While the fiscal framework had been strengthened at the national level, important challenges remained. Most importantly there were no clear targets for fiscal policy and the fiscal course could be changed by the stroke of a pen by any given minister of finance. At the same time, oil and mining revenues were rising and there were concerns about how and when to spend a possible oil bonanza of the central government.
As argued in a recent World Bank report, “policy challenges associated with commodities production can be effectively addressed through fiscal rules, stabilization funds, and a flexible exchange rate.” This was exactly the path that Colombia followed. In mid-2011, congress approved a fiscal rule that sets the structural fiscal deficit on a declining path. By 2022, the target is 1% of GDP, but interim targets were also introduced, effectively tying the hands of the next three administrations.

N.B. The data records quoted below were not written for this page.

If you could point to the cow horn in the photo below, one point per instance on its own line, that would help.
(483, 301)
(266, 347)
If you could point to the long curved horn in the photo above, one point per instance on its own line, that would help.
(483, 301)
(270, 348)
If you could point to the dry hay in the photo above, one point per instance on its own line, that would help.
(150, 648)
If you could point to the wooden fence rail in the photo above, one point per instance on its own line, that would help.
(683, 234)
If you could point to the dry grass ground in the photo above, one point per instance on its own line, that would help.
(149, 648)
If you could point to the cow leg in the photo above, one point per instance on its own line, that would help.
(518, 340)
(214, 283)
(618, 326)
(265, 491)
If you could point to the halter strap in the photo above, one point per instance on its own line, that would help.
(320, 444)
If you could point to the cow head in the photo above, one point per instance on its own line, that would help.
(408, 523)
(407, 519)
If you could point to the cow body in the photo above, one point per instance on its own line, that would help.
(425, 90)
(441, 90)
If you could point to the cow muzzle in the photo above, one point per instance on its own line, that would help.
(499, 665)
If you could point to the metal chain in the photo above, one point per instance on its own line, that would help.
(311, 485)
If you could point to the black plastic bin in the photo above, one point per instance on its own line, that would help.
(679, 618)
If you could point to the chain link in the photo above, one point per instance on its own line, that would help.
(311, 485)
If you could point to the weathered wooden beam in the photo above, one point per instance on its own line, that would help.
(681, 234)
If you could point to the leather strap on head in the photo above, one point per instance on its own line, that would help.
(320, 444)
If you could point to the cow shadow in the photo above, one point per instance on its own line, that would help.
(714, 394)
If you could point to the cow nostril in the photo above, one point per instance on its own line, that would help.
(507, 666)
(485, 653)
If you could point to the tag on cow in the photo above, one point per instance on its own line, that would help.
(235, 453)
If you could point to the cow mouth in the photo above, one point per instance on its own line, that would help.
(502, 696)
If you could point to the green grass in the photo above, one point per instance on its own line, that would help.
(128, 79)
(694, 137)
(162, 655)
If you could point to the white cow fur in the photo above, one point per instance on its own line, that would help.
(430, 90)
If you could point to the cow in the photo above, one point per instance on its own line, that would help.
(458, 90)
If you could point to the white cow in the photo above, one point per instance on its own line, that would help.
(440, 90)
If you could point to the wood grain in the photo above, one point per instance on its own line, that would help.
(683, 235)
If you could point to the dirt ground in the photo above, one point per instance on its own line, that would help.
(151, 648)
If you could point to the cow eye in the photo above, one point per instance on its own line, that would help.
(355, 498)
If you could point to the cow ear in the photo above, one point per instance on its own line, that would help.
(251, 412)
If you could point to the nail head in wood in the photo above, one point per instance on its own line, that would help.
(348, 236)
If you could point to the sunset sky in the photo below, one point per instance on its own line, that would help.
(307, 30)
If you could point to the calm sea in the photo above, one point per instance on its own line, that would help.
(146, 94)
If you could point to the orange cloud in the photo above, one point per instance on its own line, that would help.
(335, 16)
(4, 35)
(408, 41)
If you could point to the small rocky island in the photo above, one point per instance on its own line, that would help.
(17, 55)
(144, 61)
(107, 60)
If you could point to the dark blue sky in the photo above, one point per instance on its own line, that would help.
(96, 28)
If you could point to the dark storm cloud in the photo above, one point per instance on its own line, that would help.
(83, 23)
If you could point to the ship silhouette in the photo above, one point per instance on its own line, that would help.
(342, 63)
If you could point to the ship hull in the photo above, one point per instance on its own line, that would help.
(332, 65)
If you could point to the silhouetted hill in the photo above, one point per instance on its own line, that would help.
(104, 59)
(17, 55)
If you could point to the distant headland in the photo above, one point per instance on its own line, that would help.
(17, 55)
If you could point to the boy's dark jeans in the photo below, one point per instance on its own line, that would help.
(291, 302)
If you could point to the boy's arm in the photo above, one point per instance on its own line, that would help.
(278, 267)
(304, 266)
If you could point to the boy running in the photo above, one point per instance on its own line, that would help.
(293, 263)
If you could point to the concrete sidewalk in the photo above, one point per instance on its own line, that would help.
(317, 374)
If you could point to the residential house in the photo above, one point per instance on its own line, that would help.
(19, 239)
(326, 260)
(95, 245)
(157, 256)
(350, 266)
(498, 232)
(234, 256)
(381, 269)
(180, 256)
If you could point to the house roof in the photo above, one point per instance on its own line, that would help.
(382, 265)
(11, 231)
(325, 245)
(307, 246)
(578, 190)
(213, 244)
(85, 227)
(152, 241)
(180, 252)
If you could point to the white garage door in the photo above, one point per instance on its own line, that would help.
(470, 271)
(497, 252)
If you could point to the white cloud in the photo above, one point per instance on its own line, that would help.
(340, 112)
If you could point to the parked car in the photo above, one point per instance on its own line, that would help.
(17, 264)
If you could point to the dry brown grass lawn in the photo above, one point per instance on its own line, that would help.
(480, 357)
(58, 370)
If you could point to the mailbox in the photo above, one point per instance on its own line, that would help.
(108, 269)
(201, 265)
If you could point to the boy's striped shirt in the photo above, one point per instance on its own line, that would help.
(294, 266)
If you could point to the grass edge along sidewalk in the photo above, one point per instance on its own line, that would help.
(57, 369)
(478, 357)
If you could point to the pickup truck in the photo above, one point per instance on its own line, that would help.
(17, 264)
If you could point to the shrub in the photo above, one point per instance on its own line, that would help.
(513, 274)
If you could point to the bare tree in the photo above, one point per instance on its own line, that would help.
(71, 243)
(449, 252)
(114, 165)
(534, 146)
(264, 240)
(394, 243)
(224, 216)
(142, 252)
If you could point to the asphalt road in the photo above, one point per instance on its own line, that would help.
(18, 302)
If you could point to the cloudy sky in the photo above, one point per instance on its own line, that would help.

Over the past two years, the World Bank has increasingly tied its support to the government’s fiscal reforms. Budget support worth a total of $500 million has provided a cheaper alternative to bond financing. A new program of knowledge services has helped the government prepare for possible reforms in tax and pensions. A subnational investment loan will help strengthen the capacity of departments and municipalities in executing royalties spending. An innovative financial instrument can help Colombia address immediate liquidity needs in the wake of natural disasters, as it effectively did during the 2010 La Niña. From the perspective of the World Bank, Colombia is the new frontier where innovative financial and knowledge solutions are piloted.
Going forward, Colombia continues to face important fiscal challenges. The tax system could benefit from becoming fairer and simpler, while raising more revenues. The pension system needs wider coverage and enhanced equity, which will strain public finances. The health insurance system requires additional fiscal and financial reforms to sustain close to universal and equitable coverage.
A set of fiscal challenges faced by the authorities arises from the legal system, which often issues rulings that have important fiscal consequences. In fact, legal claims against the state today amount to 69% of GDP. The introduction of “fiscal sustainability” as a constitutional criterion now offers the minister of finance the option of formally commenting on fiscal aspects related to court rulings.
As Mauricio Cardenas, Colombia’s new minister of finance, takes control of the country’s economy, he takes over a world-class fiscal infrastructure that many a finance minister would dream of having. His predecessor, Juan Carlos Echeverry, a former mentee of Cardenas and two times winner of the “Latin America Minister of Finance” award, leaves behind an impressive legacy and institutionalism in a country already well known for its fiscal discipline and credibility.